5) Recensire, recensire, sempre recensire!
Il democratico web ha dato voce a chiunque abbia qualcosa da dire, o anche no. Non credo sia un bene assoluto e spiego perché partendo dai siti di recensioni, spesso un flagello per la ristorazione, come nel caso del più noto, il famigerato TripAdvisor.
Nato 17 anni fa come strumento per orientarsi nella scelta di hotel e ristoranti, alternativo al mondo delle recensioni scritte da misteriosi ispettori, ha perso molto dell’originaria capacità di rappresentare il giudizio sincero e disinteressato delle persone comuni.
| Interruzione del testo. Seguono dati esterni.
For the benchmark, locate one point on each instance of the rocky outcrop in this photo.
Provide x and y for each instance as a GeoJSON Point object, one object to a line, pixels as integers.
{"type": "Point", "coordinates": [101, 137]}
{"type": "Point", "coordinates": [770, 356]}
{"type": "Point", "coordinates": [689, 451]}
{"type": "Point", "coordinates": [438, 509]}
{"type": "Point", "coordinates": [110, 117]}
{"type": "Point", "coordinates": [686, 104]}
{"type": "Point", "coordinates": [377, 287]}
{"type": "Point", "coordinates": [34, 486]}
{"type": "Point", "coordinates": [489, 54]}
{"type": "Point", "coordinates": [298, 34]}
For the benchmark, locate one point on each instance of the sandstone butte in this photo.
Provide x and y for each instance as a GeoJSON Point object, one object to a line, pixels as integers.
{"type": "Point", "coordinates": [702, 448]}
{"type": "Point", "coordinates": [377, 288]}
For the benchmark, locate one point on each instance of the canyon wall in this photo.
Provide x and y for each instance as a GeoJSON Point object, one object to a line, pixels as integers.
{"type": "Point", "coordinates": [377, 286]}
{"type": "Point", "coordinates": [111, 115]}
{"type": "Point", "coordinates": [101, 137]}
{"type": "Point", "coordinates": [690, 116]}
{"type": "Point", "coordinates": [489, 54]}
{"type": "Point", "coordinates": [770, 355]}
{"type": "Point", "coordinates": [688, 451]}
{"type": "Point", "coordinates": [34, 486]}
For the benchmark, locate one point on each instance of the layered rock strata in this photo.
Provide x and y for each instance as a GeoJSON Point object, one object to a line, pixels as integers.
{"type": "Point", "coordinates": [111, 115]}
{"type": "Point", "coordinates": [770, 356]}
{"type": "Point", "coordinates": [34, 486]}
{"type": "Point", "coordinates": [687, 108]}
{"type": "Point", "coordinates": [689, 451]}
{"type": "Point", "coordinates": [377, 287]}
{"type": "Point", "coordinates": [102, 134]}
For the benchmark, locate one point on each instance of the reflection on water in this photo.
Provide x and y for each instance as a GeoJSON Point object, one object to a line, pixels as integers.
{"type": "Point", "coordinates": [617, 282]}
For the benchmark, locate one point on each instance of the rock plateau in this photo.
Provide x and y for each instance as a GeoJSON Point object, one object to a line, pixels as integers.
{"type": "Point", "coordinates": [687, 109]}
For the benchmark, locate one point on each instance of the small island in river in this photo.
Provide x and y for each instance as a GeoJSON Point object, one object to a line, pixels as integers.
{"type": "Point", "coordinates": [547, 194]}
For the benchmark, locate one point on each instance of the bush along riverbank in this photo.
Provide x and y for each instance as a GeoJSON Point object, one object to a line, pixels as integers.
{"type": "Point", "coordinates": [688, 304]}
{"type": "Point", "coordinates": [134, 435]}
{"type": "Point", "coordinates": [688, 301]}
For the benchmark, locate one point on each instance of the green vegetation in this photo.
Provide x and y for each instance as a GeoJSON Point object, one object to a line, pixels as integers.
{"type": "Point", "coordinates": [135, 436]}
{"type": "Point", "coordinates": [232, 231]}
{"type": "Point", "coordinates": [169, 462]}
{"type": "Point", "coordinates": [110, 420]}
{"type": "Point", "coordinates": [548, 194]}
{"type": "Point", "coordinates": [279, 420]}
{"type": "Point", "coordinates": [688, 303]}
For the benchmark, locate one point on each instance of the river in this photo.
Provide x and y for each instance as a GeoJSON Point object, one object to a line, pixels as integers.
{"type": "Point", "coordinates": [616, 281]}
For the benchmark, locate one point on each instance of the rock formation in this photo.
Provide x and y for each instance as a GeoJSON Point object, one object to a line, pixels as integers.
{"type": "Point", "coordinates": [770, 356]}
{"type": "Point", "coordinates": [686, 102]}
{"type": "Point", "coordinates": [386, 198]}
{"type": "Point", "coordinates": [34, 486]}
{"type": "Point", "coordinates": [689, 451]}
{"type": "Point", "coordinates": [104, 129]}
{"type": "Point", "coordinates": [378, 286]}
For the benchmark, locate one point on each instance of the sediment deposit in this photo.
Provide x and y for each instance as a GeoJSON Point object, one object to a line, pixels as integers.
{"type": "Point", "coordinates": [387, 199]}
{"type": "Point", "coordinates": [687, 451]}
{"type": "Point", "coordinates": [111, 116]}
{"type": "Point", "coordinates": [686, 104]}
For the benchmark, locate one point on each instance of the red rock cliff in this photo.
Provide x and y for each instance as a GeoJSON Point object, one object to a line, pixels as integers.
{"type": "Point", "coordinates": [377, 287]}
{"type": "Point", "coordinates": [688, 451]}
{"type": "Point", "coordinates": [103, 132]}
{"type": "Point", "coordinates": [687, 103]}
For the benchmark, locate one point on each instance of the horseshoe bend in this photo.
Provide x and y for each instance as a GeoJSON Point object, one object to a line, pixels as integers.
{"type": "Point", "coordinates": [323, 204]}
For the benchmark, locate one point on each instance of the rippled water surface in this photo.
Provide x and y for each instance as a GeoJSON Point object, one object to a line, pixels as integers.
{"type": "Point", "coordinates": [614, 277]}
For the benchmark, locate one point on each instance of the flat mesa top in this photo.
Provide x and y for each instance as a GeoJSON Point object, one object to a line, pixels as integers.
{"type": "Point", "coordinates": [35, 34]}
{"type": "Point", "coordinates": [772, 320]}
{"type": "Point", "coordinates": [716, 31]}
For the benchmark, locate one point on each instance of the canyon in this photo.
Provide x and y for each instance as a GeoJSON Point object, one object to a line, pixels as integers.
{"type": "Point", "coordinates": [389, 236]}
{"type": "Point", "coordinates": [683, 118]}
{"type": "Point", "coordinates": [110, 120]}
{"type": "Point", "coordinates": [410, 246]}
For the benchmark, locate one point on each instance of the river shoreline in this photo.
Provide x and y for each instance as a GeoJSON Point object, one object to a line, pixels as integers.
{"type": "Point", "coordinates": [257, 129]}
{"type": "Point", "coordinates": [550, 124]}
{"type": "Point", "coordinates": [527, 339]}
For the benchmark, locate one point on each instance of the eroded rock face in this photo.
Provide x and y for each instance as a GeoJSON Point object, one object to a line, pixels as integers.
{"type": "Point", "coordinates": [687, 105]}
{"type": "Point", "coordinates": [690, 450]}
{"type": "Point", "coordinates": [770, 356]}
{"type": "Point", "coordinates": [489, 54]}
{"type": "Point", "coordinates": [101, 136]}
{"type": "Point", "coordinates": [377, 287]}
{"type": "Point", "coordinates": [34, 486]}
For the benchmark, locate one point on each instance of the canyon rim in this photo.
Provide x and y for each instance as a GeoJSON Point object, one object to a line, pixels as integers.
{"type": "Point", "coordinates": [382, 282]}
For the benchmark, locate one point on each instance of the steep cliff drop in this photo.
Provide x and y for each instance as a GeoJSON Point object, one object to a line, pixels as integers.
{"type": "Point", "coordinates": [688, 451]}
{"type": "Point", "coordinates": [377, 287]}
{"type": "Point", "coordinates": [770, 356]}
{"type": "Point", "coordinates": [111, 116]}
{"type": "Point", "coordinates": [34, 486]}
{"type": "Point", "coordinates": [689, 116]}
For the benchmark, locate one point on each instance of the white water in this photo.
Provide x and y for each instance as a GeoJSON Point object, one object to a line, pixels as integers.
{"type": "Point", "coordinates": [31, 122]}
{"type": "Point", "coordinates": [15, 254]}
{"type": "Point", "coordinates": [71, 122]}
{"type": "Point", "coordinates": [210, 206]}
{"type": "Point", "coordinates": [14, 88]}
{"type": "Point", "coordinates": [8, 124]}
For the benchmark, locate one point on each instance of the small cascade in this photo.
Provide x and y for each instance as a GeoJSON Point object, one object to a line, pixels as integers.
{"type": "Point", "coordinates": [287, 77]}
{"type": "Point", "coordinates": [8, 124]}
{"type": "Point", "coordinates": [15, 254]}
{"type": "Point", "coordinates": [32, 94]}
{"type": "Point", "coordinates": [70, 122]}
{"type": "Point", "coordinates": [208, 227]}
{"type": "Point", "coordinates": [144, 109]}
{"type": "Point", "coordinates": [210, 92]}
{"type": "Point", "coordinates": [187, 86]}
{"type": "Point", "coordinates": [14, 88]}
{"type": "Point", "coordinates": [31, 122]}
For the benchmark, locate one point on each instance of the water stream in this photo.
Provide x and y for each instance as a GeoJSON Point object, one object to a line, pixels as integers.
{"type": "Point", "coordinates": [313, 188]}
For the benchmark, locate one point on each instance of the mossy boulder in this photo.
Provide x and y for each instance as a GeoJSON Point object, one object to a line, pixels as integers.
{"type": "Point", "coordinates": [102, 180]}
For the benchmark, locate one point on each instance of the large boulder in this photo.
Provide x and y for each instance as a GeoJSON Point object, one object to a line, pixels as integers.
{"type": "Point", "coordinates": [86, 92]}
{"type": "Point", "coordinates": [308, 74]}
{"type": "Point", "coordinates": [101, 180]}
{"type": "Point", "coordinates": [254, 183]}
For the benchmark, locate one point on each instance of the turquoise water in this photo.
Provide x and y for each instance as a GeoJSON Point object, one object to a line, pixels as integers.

Peccato, perché nel tempo, proprio quello che era il punto di forza di TripAdvisor, cioè la quantità delle recensioni, è diventato un sintomo di debolezza. Tante, troppe, e soprattutto, poco affidabili.
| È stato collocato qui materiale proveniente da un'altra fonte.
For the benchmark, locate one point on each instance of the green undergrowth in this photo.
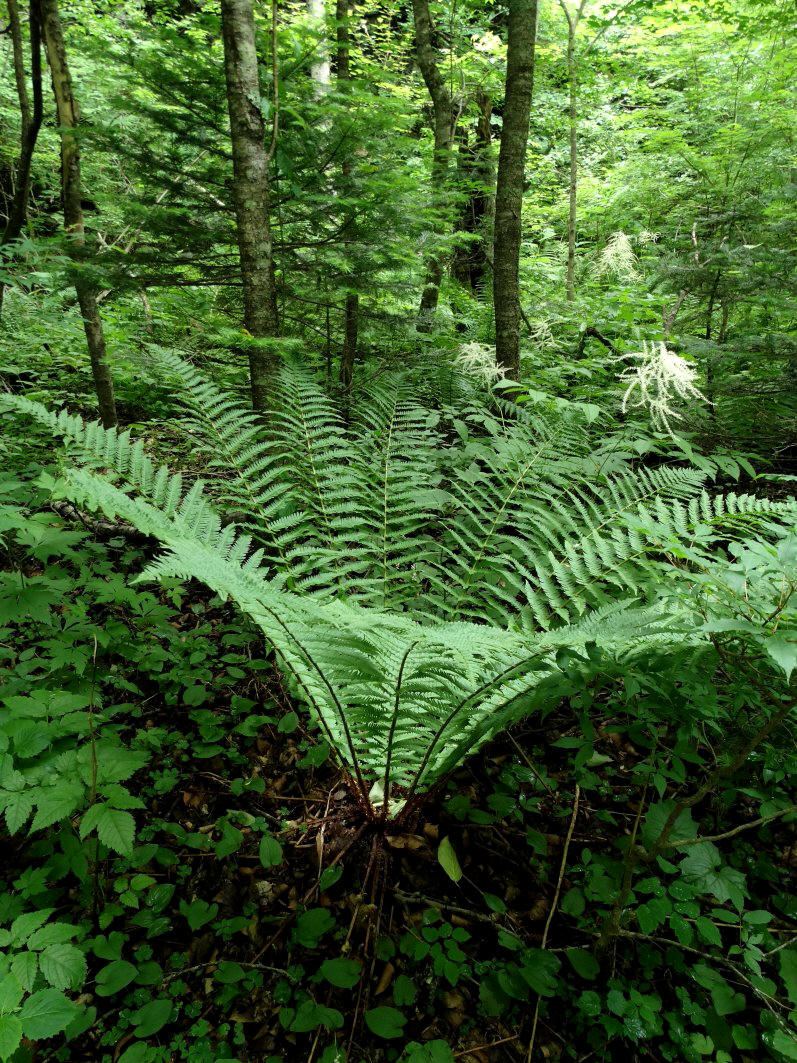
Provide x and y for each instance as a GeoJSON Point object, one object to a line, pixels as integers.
{"type": "Point", "coordinates": [184, 877]}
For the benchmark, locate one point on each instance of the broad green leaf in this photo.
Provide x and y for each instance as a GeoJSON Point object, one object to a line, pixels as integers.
{"type": "Point", "coordinates": [447, 860]}
{"type": "Point", "coordinates": [311, 926]}
{"type": "Point", "coordinates": [583, 962]}
{"type": "Point", "coordinates": [18, 808]}
{"type": "Point", "coordinates": [227, 973]}
{"type": "Point", "coordinates": [198, 912]}
{"type": "Point", "coordinates": [63, 965]}
{"type": "Point", "coordinates": [46, 1013]}
{"type": "Point", "coordinates": [115, 828]}
{"type": "Point", "coordinates": [152, 1017]}
{"type": "Point", "coordinates": [11, 1034]}
{"type": "Point", "coordinates": [24, 968]}
{"type": "Point", "coordinates": [431, 1051]}
{"type": "Point", "coordinates": [783, 652]}
{"type": "Point", "coordinates": [787, 963]}
{"type": "Point", "coordinates": [341, 972]}
{"type": "Point", "coordinates": [11, 992]}
{"type": "Point", "coordinates": [271, 851]}
{"type": "Point", "coordinates": [310, 1016]}
{"type": "Point", "coordinates": [387, 1023]}
{"type": "Point", "coordinates": [114, 977]}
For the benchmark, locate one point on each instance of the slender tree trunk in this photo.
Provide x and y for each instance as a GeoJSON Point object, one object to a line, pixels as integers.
{"type": "Point", "coordinates": [522, 38]}
{"type": "Point", "coordinates": [71, 189]}
{"type": "Point", "coordinates": [351, 310]}
{"type": "Point", "coordinates": [31, 118]}
{"type": "Point", "coordinates": [444, 121]}
{"type": "Point", "coordinates": [251, 190]}
{"type": "Point", "coordinates": [474, 169]}
{"type": "Point", "coordinates": [573, 89]}
{"type": "Point", "coordinates": [320, 63]}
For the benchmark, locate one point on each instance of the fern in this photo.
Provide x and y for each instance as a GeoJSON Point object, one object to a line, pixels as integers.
{"type": "Point", "coordinates": [418, 590]}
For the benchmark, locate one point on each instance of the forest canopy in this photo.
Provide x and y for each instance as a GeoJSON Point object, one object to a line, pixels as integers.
{"type": "Point", "coordinates": [397, 530]}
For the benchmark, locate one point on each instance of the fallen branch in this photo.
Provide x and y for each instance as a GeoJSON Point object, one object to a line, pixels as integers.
{"type": "Point", "coordinates": [103, 529]}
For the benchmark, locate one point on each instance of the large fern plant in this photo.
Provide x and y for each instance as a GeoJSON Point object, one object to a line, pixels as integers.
{"type": "Point", "coordinates": [423, 579]}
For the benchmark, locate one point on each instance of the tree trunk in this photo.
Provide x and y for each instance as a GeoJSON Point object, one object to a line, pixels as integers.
{"type": "Point", "coordinates": [522, 37]}
{"type": "Point", "coordinates": [320, 62]}
{"type": "Point", "coordinates": [442, 103]}
{"type": "Point", "coordinates": [31, 119]}
{"type": "Point", "coordinates": [573, 157]}
{"type": "Point", "coordinates": [251, 190]}
{"type": "Point", "coordinates": [475, 173]}
{"type": "Point", "coordinates": [71, 190]}
{"type": "Point", "coordinates": [351, 310]}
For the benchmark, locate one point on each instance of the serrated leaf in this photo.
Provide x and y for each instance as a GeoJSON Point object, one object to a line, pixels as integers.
{"type": "Point", "coordinates": [583, 962]}
{"type": "Point", "coordinates": [23, 925]}
{"type": "Point", "coordinates": [387, 1023]}
{"type": "Point", "coordinates": [56, 803]}
{"type": "Point", "coordinates": [24, 967]}
{"type": "Point", "coordinates": [114, 977]}
{"type": "Point", "coordinates": [63, 965]}
{"type": "Point", "coordinates": [46, 1013]}
{"type": "Point", "coordinates": [152, 1017]}
{"type": "Point", "coordinates": [447, 860]}
{"type": "Point", "coordinates": [11, 1034]}
{"type": "Point", "coordinates": [783, 653]}
{"type": "Point", "coordinates": [18, 807]}
{"type": "Point", "coordinates": [789, 972]}
{"type": "Point", "coordinates": [198, 912]}
{"type": "Point", "coordinates": [114, 827]}
{"type": "Point", "coordinates": [270, 851]}
{"type": "Point", "coordinates": [341, 972]}
{"type": "Point", "coordinates": [11, 993]}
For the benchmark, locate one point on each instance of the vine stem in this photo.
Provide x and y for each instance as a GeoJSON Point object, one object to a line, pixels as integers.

Anzi, spesso acquistate a pacchetti di decine, o anche centinaia, da società “specializzate” che le offrono ai ristoratori in cerca di posizionarsi meglio sul portale, o interessati a danneggiare i concorrenti con kit di recensioni negative.
Le conseguenze per i ristoratori onesti spesso si trasformano in veri incubi.
Ci sono altri sistemi per risolvere i problemi. Innanzitutto parlate subito. Non serve dire “tutto bene” e poi sparare a zero sul web. Una critica costruttiva esposta con educazione serve al ristoratore per migliorarsi e al cliente per ottenere qualche beneficio.
Una giornata storta può capitare, non va condannata mettendo sul ristorante una pietra tombale. Detto questo per i problemi più seri ci sono le autorità preposte (ufficio di igiene e Nas, per esempio).
Ma premiate chi lo merita con una recensione positiva. E parlate di cose che conoscete. Non impelagatevi in tecnicismi a cui siete estranei, non improvvisatevi chimici, fisici o storici. Criticare Massimo Bottura perché tortellini e bollito tolgono spazio alla sua “cucina molecolare” rivela una conoscenza delle cose modesta se non proprio imbarazzante.
5 + 1) Le polpette…
Ci sono piatti che per tradizione si fanno con il recupero, ovvero con gli scarti. Le polpette, per esempio, quelle che mio papà chiamava “le misteriose”, perché non sapevi mai quello che c’era dentro.
Questo non vale per le polpetterie gourmet ormai diffuse anche in Italia o per i ristoranti che hanno nel menu ricette specifiche. Nelle mense, nei bar, nelle tavole calde, nei ristoranti “All you can eat” la polpetta continua a essere un riciclo dei piatti avanzati i giorni precedenti.
Discorso simile per i vari pasticci, paste al forno, insalate di pasta… Insomma, in certi posti i piatti troppo pasticciati nascondono spesso la sorpresa.